LONDON: China’s ban on the import of recyclable material has pitched exporters in the United Kingdom into a desperate scramble to find new markets for an estimated 80,000 TEU a year in what UK Recycling Association CEO Simon Ellin has labeled a crisis.
Finding and developing supply lines to these new markets is urgent as they can accommodate far less volume than China and are fast filling up with major exporters from the world’s top three supplying countries — the United States, United Kingdom, and Japan — all trying to source alternative destinations for their recycled waste.
Data from Global Trade Atlas, a sister product of JOC.com, clearly shows the UK struggle to find alternative markets. Since China’s ban, UK waste commodity exports to the world declined 20.8 percent in 2017 to 3.8 million tons.

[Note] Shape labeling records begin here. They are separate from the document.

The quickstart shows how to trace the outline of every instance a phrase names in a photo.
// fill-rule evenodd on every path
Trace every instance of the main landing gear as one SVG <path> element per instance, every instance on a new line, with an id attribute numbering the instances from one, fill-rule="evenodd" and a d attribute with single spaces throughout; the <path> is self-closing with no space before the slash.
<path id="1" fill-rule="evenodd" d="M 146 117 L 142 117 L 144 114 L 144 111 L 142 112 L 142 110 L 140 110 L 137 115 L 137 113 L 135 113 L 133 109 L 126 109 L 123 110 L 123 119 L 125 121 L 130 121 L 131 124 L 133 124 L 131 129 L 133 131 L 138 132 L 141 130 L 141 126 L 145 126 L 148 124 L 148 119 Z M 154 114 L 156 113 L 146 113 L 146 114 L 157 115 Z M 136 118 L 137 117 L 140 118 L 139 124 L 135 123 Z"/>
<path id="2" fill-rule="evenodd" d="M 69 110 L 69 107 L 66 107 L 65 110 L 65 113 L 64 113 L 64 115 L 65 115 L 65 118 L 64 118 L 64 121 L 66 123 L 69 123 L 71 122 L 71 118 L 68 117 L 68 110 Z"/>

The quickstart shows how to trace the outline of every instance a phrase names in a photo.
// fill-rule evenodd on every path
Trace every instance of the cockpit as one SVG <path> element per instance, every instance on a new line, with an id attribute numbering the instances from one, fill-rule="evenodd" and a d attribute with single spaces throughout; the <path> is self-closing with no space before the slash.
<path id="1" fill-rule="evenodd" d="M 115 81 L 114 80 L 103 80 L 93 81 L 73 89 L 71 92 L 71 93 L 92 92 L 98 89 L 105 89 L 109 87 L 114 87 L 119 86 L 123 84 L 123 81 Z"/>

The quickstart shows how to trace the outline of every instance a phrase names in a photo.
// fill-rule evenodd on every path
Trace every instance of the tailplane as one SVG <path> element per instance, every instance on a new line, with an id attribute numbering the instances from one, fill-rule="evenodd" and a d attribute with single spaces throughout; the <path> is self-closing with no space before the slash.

Ellin said there was a complete ban on post consumer plastics, about 400,000 tons per year of which was exported from the United Kingdom to China, and a complete ban on mixed paper exports to China that are as much as 1.1 million tons per year. “This has cut the numbers of containers our members export by 40 to 50 percent,” he said.
China is granting limited import licences for cardboard in 2018, and Ellin said because they needed the long fiber the US market supplied, China was prioritizing US tonnage. “It will be very difficult for our UK members. We are trying to find alternative markets but they are rapidly getting full.”
Those other markets are India, Vietnam, Indonesia, and Malaysia, but shipping analyst Drewry said between them they lacked anything like the sort of capacity required to do the same job as China. The country imports about 30 million tonnes (33 million tons) of wastepaper each year, along with 8 million tonnes of waste plastics, roughly the same as the rest of the world combined.
One of the United Kingdom’s top three recyclable material exporters is Cycle Link International Holdings, and its global logistics director Gary Waters told JOC.com the ban had made business very challenging, especially with the United States expected to win a greater percentage of the fewer import licenses being issued.
“China’s mills prefer US material because of the longer fibers. The number of import licenses has been reduced, but the percentage make-up of the quotas in place means there has to be more from the US and less from Europe, with the mills able to replace some of the European material with domestically sourced material,” he said.
However, Ellin said the domestic material was not suitable for packaging of international export products. “China’s desire to concentrate on its domestic markets and stimulate them is not providing enough quality fiber because domestic cardboard is not strong enough. Luxury goods need high quality cardboard. That’s the model,” he said.
“China is now running out of cardboard. Alibaba has no cardboard boxes and Chinese mills operating in Vietnam are shipping over cardboard because they don’t have enough.”
The curbs on waste imports were announced in the middle of last year, and the target implementation date was set for Jan. 1, 2018, with enforcement beginning March 1. But the announcement of the pending bans last year set up a chain reaction of shippers pulling back on their exports and Chinese recyclers slashing imports.
The suppliers of recycled material have to comply with China’s regulations, not the exporters, and meeting the high quality threshold comes at a cost, with new machinery and additional pickers needed to ensure the waste is at the required standard.
Waters explained how the export of recyclable material worked in the United Kingdom. Cycle Link buys from commercial sources or recycling facilities and from retailers and sends vehicles in to pick up material that has to be in bales to get the full weight inside containers. The carrier collects the cargo from a supplier’s premises and transports it all the way to mills in China where it is processed to make the finished paper used in cardboard boxes that are transported around the world with new products inside.
“But the market is not buying the amount that it was, and that is affecting the whole chain,” he said. “Carriers rely on the waste paper to get their empties back to China but volume is down everywhere. It is not just the recycling market that suffers but all the markets that rely on that volume.”
Ellin said the recycling of cardboard was a great example of circularity. The goods from China arrive in the United Kingdom and are delivered and unpacked. The boxes arrive at recycling points and are sent back to China in what would otherwise be empty containers.